7.7
In the Pink of Condition
H Hawkline
Abum : In the Pink of Condition
Cardiff-based H Hawkline’s In the Pink of Condition is his first album for Heavenly Records, a label that has found recent succes with albums from groups like Toy and Temples. In the Pink is a pop record that exists on its own terms. You can feel the lo-fi chords and atmosphere that made Mac DeMarco’s Rock And Roll Night Club or Connan Mockasin’s Forever Dolphin Love equally weird and accessible. It’s not music made for arenas, and is best listened through headphones or even better, a car trip within the city. 40 years ago, one would simply say that this is a songwriter’s record: it’s a style of composition inseparable from its main creator. It fits Hawkline’s personality in a way that even his therapist would never expect.
It was a long journey to In the Pink of Condition, but H Hawkline has finally arrived at a sound that he can call his own. His low, crooner-style voice featured on earlier albums A Cup Of Salt and The Strange Uses of Ox Gall now has an important ally: his expressionist, psychedelic guitar. From the opening track “Sticky Slithers” to the last “Back In Town v2”, everything is connected to this combination of voice and guitar.
He is much more confident on this record, improvising and diverging from past ideas to go insane on the bi-lingual “Moddion”, or to create weird, danceable tunes like “Everybody’s On the Line”. Sometimes, the album works as a time machine which brings us back in a time when fidelity was of less importance. Voice and guitar are mixed in front of other instruments intentionally, adding to his raw, vintage sounds. However, the album escapes from its own vices, not by mining to the past but looking forward in new ways. Hawkline thrills the audience with psychedelic, breezy and melancholic tracks, becoming a sort of distant relative to New Zealand’s Unknown Mortal Orchestra.
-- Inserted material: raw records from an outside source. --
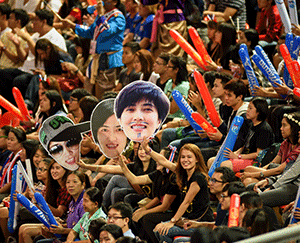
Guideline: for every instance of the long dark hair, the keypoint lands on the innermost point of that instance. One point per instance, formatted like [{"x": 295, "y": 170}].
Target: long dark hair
[
  {"x": 200, "y": 166},
  {"x": 53, "y": 186}
]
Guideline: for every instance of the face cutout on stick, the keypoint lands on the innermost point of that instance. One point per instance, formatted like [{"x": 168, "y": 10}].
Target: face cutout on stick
[
  {"x": 106, "y": 130},
  {"x": 141, "y": 108},
  {"x": 61, "y": 138}
]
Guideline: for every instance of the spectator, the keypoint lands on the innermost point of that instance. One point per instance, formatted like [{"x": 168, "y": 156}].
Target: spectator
[
  {"x": 13, "y": 48},
  {"x": 121, "y": 214},
  {"x": 92, "y": 204},
  {"x": 141, "y": 32},
  {"x": 4, "y": 15},
  {"x": 106, "y": 45},
  {"x": 269, "y": 26}
]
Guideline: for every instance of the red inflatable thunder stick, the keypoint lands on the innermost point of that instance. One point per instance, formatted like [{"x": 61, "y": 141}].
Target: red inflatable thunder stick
[
  {"x": 234, "y": 210},
  {"x": 203, "y": 123},
  {"x": 10, "y": 107},
  {"x": 290, "y": 64},
  {"x": 21, "y": 104},
  {"x": 296, "y": 69},
  {"x": 211, "y": 109},
  {"x": 199, "y": 45},
  {"x": 188, "y": 48}
]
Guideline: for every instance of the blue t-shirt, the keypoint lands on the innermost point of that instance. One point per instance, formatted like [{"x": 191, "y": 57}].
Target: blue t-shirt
[{"x": 143, "y": 30}]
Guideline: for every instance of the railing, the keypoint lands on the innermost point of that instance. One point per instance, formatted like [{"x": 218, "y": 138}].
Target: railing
[{"x": 278, "y": 236}]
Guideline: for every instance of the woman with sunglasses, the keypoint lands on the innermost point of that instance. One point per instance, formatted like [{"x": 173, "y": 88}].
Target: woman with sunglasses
[
  {"x": 191, "y": 178},
  {"x": 165, "y": 196},
  {"x": 92, "y": 204},
  {"x": 76, "y": 183},
  {"x": 57, "y": 198}
]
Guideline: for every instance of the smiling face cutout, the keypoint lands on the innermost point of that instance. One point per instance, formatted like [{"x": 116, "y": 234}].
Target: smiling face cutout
[
  {"x": 141, "y": 108},
  {"x": 107, "y": 131}
]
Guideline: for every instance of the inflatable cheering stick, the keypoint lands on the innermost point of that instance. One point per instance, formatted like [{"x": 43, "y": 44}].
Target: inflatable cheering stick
[
  {"x": 210, "y": 107},
  {"x": 185, "y": 109},
  {"x": 188, "y": 48},
  {"x": 228, "y": 143},
  {"x": 234, "y": 210}
]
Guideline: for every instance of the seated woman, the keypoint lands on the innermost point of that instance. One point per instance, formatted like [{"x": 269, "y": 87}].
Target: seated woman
[
  {"x": 191, "y": 178},
  {"x": 165, "y": 202},
  {"x": 118, "y": 187},
  {"x": 57, "y": 198},
  {"x": 76, "y": 184},
  {"x": 260, "y": 137},
  {"x": 92, "y": 204},
  {"x": 288, "y": 152}
]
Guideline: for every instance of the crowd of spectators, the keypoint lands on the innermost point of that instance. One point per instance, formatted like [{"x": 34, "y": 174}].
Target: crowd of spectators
[{"x": 65, "y": 56}]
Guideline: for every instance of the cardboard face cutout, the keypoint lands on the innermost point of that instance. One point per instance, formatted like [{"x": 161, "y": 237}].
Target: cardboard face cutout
[
  {"x": 106, "y": 129},
  {"x": 61, "y": 138},
  {"x": 141, "y": 108}
]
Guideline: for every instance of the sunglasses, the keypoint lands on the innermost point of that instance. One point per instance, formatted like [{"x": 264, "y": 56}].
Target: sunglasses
[{"x": 57, "y": 149}]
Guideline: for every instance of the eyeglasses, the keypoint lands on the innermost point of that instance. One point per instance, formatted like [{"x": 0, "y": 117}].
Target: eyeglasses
[
  {"x": 41, "y": 169},
  {"x": 213, "y": 180},
  {"x": 57, "y": 150},
  {"x": 72, "y": 99},
  {"x": 223, "y": 197},
  {"x": 114, "y": 217}
]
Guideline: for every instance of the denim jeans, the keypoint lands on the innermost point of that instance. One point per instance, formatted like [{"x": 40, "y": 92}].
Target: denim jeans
[{"x": 173, "y": 232}]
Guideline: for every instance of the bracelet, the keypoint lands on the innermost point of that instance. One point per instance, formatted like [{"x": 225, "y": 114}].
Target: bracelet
[
  {"x": 149, "y": 152},
  {"x": 219, "y": 69}
]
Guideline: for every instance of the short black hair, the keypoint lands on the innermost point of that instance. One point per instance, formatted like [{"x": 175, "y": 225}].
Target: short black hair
[
  {"x": 234, "y": 187},
  {"x": 251, "y": 199},
  {"x": 237, "y": 87},
  {"x": 79, "y": 93},
  {"x": 124, "y": 208},
  {"x": 134, "y": 46},
  {"x": 227, "y": 174},
  {"x": 21, "y": 15},
  {"x": 141, "y": 90},
  {"x": 261, "y": 106},
  {"x": 45, "y": 14},
  {"x": 253, "y": 36},
  {"x": 113, "y": 229},
  {"x": 180, "y": 63},
  {"x": 165, "y": 57},
  {"x": 5, "y": 9},
  {"x": 95, "y": 227},
  {"x": 225, "y": 78},
  {"x": 95, "y": 195}
]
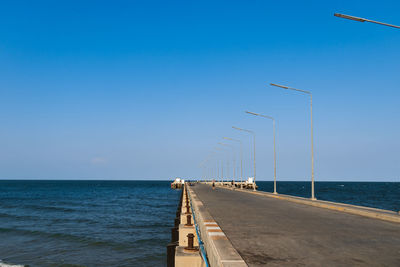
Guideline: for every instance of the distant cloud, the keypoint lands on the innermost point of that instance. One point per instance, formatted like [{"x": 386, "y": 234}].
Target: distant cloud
[{"x": 98, "y": 160}]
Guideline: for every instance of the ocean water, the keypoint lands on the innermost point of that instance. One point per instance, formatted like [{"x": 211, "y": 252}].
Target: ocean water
[
  {"x": 122, "y": 223},
  {"x": 86, "y": 223}
]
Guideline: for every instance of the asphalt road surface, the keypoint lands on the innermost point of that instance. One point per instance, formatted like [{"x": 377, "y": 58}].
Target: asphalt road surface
[{"x": 275, "y": 232}]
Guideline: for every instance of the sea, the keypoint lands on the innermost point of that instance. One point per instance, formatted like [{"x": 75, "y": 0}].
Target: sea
[{"x": 123, "y": 223}]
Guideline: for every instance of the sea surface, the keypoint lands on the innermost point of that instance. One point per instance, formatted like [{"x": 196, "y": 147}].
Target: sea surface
[
  {"x": 86, "y": 223},
  {"x": 122, "y": 223}
]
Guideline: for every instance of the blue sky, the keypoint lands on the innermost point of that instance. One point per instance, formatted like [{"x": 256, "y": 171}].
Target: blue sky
[{"x": 145, "y": 89}]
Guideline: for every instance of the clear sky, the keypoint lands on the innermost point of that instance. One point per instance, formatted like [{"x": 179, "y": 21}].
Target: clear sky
[{"x": 145, "y": 89}]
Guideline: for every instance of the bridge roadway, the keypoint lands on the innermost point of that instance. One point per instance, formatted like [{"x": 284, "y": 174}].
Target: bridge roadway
[{"x": 276, "y": 232}]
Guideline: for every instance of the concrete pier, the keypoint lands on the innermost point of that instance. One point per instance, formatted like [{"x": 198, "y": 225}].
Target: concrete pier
[{"x": 261, "y": 230}]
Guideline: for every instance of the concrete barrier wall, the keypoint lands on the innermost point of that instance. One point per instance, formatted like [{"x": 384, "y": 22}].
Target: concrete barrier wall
[{"x": 220, "y": 251}]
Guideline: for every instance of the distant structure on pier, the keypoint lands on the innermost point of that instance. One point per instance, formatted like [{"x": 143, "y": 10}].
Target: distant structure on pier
[{"x": 177, "y": 183}]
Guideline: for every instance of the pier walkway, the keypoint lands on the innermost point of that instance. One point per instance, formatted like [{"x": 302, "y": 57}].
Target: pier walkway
[{"x": 276, "y": 232}]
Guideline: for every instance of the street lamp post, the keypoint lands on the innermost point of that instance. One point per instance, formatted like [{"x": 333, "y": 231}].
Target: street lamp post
[
  {"x": 254, "y": 150},
  {"x": 273, "y": 126},
  {"x": 241, "y": 159},
  {"x": 364, "y": 20},
  {"x": 222, "y": 166},
  {"x": 312, "y": 135}
]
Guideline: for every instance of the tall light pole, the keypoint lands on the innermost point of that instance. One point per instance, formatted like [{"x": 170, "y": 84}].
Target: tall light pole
[
  {"x": 364, "y": 20},
  {"x": 241, "y": 159},
  {"x": 222, "y": 166},
  {"x": 254, "y": 150},
  {"x": 227, "y": 162},
  {"x": 234, "y": 158},
  {"x": 273, "y": 126},
  {"x": 312, "y": 135}
]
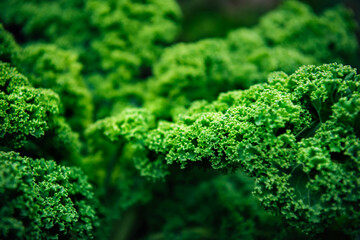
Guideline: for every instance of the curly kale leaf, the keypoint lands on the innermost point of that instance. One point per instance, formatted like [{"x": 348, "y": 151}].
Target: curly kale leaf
[
  {"x": 297, "y": 136},
  {"x": 40, "y": 199},
  {"x": 30, "y": 119}
]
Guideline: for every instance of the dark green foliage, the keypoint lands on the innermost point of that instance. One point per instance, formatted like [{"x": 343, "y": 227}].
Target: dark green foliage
[
  {"x": 41, "y": 200},
  {"x": 165, "y": 125},
  {"x": 285, "y": 39},
  {"x": 63, "y": 22},
  {"x": 9, "y": 50},
  {"x": 291, "y": 135},
  {"x": 30, "y": 118},
  {"x": 133, "y": 35},
  {"x": 229, "y": 206},
  {"x": 48, "y": 66},
  {"x": 327, "y": 37}
]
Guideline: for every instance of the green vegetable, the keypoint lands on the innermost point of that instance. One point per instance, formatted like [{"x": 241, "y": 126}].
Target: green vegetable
[
  {"x": 111, "y": 128},
  {"x": 297, "y": 136},
  {"x": 42, "y": 200}
]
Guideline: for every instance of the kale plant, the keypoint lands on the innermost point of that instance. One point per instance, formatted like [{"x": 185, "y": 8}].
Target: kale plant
[{"x": 111, "y": 128}]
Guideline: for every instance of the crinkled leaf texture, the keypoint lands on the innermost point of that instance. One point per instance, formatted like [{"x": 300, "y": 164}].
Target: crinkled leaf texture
[
  {"x": 297, "y": 136},
  {"x": 42, "y": 200}
]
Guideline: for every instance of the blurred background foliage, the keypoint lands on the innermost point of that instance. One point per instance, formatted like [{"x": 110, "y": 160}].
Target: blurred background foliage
[{"x": 215, "y": 18}]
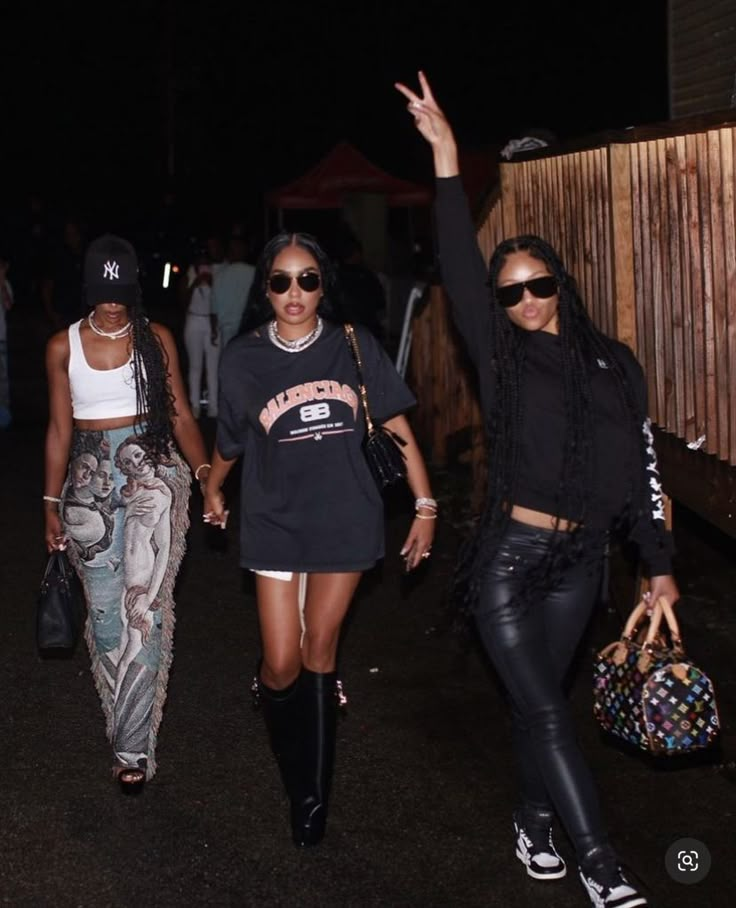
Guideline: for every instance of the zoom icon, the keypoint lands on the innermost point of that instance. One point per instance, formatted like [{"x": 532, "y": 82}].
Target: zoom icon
[{"x": 688, "y": 861}]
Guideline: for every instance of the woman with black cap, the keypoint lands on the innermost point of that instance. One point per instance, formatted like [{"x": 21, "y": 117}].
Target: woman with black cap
[{"x": 118, "y": 408}]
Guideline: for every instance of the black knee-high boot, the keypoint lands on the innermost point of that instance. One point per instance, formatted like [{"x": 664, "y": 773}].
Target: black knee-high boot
[
  {"x": 318, "y": 706},
  {"x": 281, "y": 713}
]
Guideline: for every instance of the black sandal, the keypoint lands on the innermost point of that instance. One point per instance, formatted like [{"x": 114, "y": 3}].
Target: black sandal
[{"x": 131, "y": 780}]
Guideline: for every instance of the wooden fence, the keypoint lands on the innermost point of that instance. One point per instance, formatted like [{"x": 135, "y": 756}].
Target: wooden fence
[{"x": 648, "y": 228}]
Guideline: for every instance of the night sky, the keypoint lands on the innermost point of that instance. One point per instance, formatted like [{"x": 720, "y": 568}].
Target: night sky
[{"x": 262, "y": 90}]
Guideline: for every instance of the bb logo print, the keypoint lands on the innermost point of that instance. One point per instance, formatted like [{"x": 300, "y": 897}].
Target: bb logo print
[
  {"x": 112, "y": 271},
  {"x": 688, "y": 861},
  {"x": 314, "y": 412}
]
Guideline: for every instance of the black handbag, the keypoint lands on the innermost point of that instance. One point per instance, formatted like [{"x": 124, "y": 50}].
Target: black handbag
[
  {"x": 60, "y": 605},
  {"x": 381, "y": 446}
]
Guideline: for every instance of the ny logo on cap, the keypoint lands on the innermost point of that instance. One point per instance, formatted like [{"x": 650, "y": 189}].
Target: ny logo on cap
[{"x": 112, "y": 271}]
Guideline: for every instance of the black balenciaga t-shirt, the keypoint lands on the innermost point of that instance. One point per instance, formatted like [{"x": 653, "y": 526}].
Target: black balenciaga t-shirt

The final result of the record is a simple listening pleasure that follows some mixed inspiration throughout: we have Television on “Isobelle”, early Pavement on “Ringfinger” and Paul McCartney’s post-Beatles career on “In Love v2”. All these tracks exist in a catchy, strange pop style that can only be H Hawkline’s. If you didn’t know Hawkline already, you can expect to recognize him when you hear some of his tracks on the radio, or at a music festival.